La historia, que siempre es tan amable con los vencedores, le atribuyó una leyenda a Atila (394 – 453 de Nuestra Era) y a su famoso caballo llamado Othar -les dejo el nombre ya que el equino es mucho menos conocido que el del brioso corcel de Alejandro Magno, regalo de su padre, Filipo II de Macedonia, llamado Bucéfalo; o del de Julio César, llamado Genitor, en memoria de su propio progenitor-; el punto es que se creía que a donde el caballo de Atila pisaba la tierra, la grama no volvía a crecer.
Eso era cierto, pero no porque su montura tuviese propiedades herbicidas, sino porque eran tantos y tantos guerreros que montaban detrás del Señor de los hunos, que se formaba una carretera natural que extinguía la vegetación del suelo luego de miles y miles de cascos pasando sobre el mismo tramo, machacando el suelo hasta extinguir toda vegetación.
Parte de la fama de Atila se deriva de su contacto con los romanos. Estos, si bien es cierto estaban acostumbrados a tratar con los “bárbaros” -recordemos que antes, ahora y mañana, se le llama “bárbaro” a todo aquel hijo de la vecina que no tiene nuestro color de piel y no observa nuestras costumbres-; pero los bárbaros, es decir, los pueblos que rodeaban el imperio romano, más o menos se habían “civilizado” luego de siglos de coexistencia con los cultos y legalistas romanos… por tanto, no estaba preparados por el mazazo que se les vino encima personificado en Atila y sus fieros guerreros hunos.
Callínico en su “Vida de San Hipatio” dejó para la posteridad una idea sobre la fiereza guerrera de ese pueblo: “ante la presencia de los hunos, los pobladores de las ciudades huyen mientras son asesinados en su loca carrera para salvarse.
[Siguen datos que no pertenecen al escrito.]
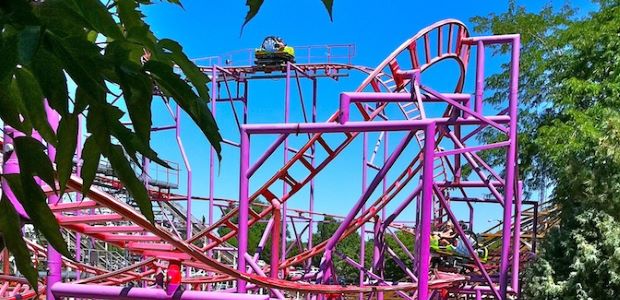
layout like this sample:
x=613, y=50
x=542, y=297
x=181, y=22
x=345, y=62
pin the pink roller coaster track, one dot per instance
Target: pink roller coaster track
x=427, y=178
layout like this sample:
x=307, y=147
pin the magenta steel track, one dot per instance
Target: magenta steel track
x=428, y=152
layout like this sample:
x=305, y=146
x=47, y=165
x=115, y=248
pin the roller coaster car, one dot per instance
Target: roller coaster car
x=273, y=54
x=448, y=259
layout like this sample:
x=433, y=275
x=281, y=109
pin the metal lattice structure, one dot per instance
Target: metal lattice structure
x=436, y=134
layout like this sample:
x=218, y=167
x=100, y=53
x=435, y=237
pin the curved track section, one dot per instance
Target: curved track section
x=131, y=231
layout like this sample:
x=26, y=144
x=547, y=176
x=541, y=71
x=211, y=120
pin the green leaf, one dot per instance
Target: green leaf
x=27, y=43
x=90, y=156
x=33, y=99
x=52, y=80
x=83, y=61
x=138, y=92
x=33, y=161
x=97, y=125
x=195, y=107
x=32, y=198
x=253, y=7
x=11, y=231
x=8, y=52
x=67, y=142
x=99, y=17
x=60, y=19
x=13, y=107
x=198, y=79
x=329, y=5
x=132, y=183
x=137, y=31
x=18, y=12
x=133, y=143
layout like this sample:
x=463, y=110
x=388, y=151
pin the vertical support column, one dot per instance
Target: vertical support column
x=188, y=227
x=479, y=77
x=426, y=211
x=212, y=156
x=363, y=228
x=311, y=197
x=516, y=246
x=510, y=168
x=275, y=240
x=535, y=227
x=79, y=197
x=244, y=206
x=380, y=261
x=287, y=100
x=54, y=260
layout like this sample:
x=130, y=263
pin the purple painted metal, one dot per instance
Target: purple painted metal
x=511, y=166
x=188, y=167
x=367, y=193
x=426, y=212
x=54, y=259
x=244, y=206
x=363, y=228
x=287, y=100
x=479, y=77
x=68, y=290
x=11, y=166
x=516, y=246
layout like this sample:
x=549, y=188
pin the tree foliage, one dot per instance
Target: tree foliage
x=81, y=56
x=570, y=125
x=350, y=246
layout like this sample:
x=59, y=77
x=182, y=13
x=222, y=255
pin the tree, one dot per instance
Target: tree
x=350, y=246
x=570, y=125
x=108, y=52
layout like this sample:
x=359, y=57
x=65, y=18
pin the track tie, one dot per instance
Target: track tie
x=323, y=143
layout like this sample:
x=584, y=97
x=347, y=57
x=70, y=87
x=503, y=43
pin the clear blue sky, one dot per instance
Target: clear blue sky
x=206, y=28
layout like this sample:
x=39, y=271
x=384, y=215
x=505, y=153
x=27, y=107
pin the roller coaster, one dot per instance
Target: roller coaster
x=120, y=254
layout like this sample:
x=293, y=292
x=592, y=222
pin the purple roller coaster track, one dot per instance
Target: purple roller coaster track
x=427, y=138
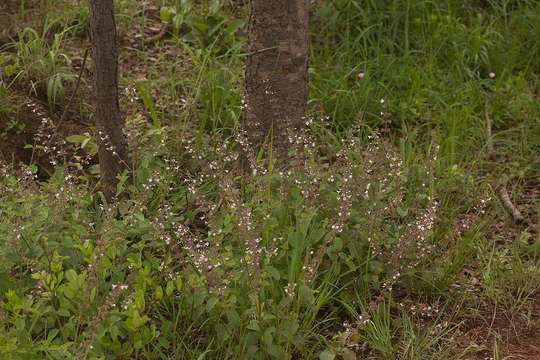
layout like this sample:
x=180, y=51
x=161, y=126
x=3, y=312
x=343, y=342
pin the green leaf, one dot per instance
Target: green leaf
x=327, y=355
x=148, y=101
x=273, y=272
x=166, y=13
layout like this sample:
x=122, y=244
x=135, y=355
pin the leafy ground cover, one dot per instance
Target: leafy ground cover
x=383, y=239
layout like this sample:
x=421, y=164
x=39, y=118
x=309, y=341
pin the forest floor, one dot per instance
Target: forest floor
x=486, y=282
Asesinaron a tantos que era imposible contar los muertos ¡No respetaron iglesias ni monasterios! La muerte se enseñoreó con los monjes y doncellas que degollaron”.
Los cronistas nos transmitieron una imagen negativa de Atila. Prisco de Panio, embajador romano que lo conoció personalmente, lo describe en su obra Historia Bizantina como “bajo, robusto, piernas arqueadas de cabalgar, cabezón, ojos hundidos, nariz chata, barba rala, irritable, irascible”, es decir, como mandado a hacer a Ilobasco, pero mal hecho. No obstante, resulta más que interesante la descripción de la cena con la que Atila recibió a Pristc en su carácter de embajador de Roma: “Prepararon para nosotros una opípara comida servida en vajilla de plata, pero Atila no comió más que carne en un plato de madera. Mientras que al resto de los convidados a la cena nos sirvieron en cálices de oro y plata, su copa también era de madera, en esa cena, al menos, brilló como un líder templado”.
Quizás fue su carácter de líder comedido y estratégico lo que hizo que Europa, tan esnob, tan decadente, se postrara ante la fuerza de su mano guerrera. Durante ocho años saqueó a voluntad el imperio romano, llegando a las puertas de roma y Constantinopla, lugar a donde surge otra leyenda: el encuentro de Atila con el papa León I. Se dice que, en el año 452 de Nuestra Era, el papa junto a un grupo de valerosos clérigos que entonaban latines y plegarias leídas de los libros sagrados, salieron a enfrentar a Atila y provocaron que el temible guerrero se detuviera ante la santidad que emanaba del pontífice y decidiera no saquear la ciudad.
Lo cierto es que Atila y su tropa estaban fatigados y mermados derivados de una muy, muy larga campaña de guerras, saqueo y pillaje. Un año antes del encuentro con el papa, es decir, en el 451, Atila había sufrido el primero de una serie de reveses militares, ocurrido en la campaña de los campos Cataláunicos, a donde se enfrentó con el ejercito combinado de la confederación de romanos y visigodos. Además, como buen líder, era notoriamente pragmático, prefería aceptar el “rescate” pagado por el papa, que meter a sus soldados al avispero que implicaría atacar Roma.
Luego de tantas y tantas aventuras, Atila, el “Azote de Dios”, muere a los cuarenta y ocho años. Una muerte inesperada, sufrida por un percance ocurrido en su noche de bodas. Se especula que, luego de pasar una noche loca con su nueva esposa, una princesa Goda llamada Ildico, que era, para describirla con una palabra, algo matona, se le estalló una arteria. Pobre, tan simpático que era.
Toda Europa pudo respirar tranquila… hasta la aparición de un pueblo, si cabe, un tanto más fiero: los Vándalos, que regalaron a la posteridad su nombre para designar con él cuando un grupo de personas ejecutan actos de violencia gratuita. Ellos asolaron Roma de una forma que dejó profundas cicatrices en la historia. Pero bueno, eso es materia de otra columna.